Unit VII Case Study 
Read the incident scenario, and write a response that is at least three pages in length. Your response must include answers to the questions being asked. All sources used, including the textbook, must be referenced. Paraphrased and/or quoted materials must have accompanying in-text and reference citations in APA format. 

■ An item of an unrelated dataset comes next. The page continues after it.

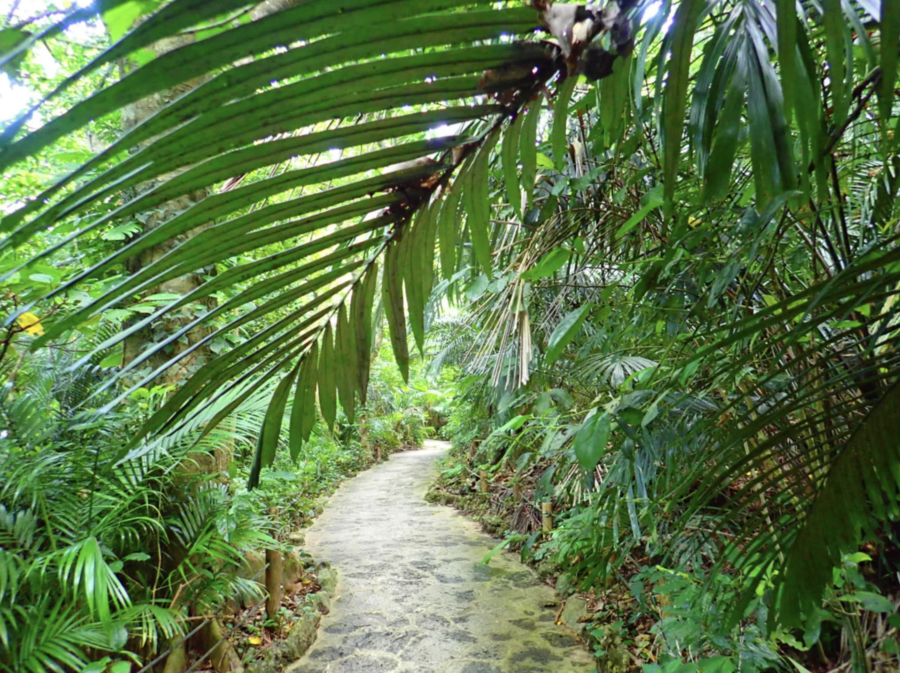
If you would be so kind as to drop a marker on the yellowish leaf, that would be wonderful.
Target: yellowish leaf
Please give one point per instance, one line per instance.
(30, 323)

You are the Refinery Emergency Response Coordinator for an incident at the SJV Refinery which has been in operation since 1966. The refinery processes 120,000 bbls of crude oil per day, which has a sulfur content of 2.5 percent. The refinery converts crude oil to naptha, light oil, and heavy oils using the Atmospheric/Vacuum Distillation Unit with key equipment such as the following: 
• naptha, kerosene, gasoline, and diesel hydrotreaters; 
• isomerization unit; 
• naptha reformer; 
• fluid catalytic cracker; 
• coker; 
• hydrocracker; 
• polymerization unit (petrochemical section of the refinery polymerizing olefin gases to produce polyethylene); 
• sulfur recovery Claus plant (catalytic reactors); and 
• distillate/gasoline blending tanks. 
The refinery was initiating work on a major plant turnaround at the time of the incident to complete required maintenance repairs, mechanical integrity inspections, and modifications to existing equipment. Twenty contractor companies (approximately 150 employees) have been contracted to perform this work under the direction of refinery staff. All of the contractor workers completed the refinery orientation training. 
Work for the contractor crews is assigned/scheduled each morning. On the day of the incident, the day-shift (6 am to 6 pm) crew had been tasked with isolating the acid gas feed stream for the Claus unit. Due to other work priorities, the crew did not isolate the line as planned. A shift turnover for the night contractor crew did not happen due to mandatory safety training that delayed their arrival at the worksite. Upon their arrival at the work site, the night crew held a job safety analysis (JSA) review of the scheduled task (line breaking of the acid gas feed line to replace a segment) to be performed and the hazards present. No pressure gauges or monitoring was present to indicate that the acid gas feed line was operational. The crew initiated the line breaking activity (open the line to the atmosphere) at approximately 7:45 pm under self-contained breathing apparatus (SCBA), which almost immediately resulted in the uncontrolled release of acid gas. A nearby ignition source from a welding operation ignited the flammable gas. The following actions were initially taken: 
• The evacuation alarm was sounded and the refinery emergency response team (ERT) was activated. 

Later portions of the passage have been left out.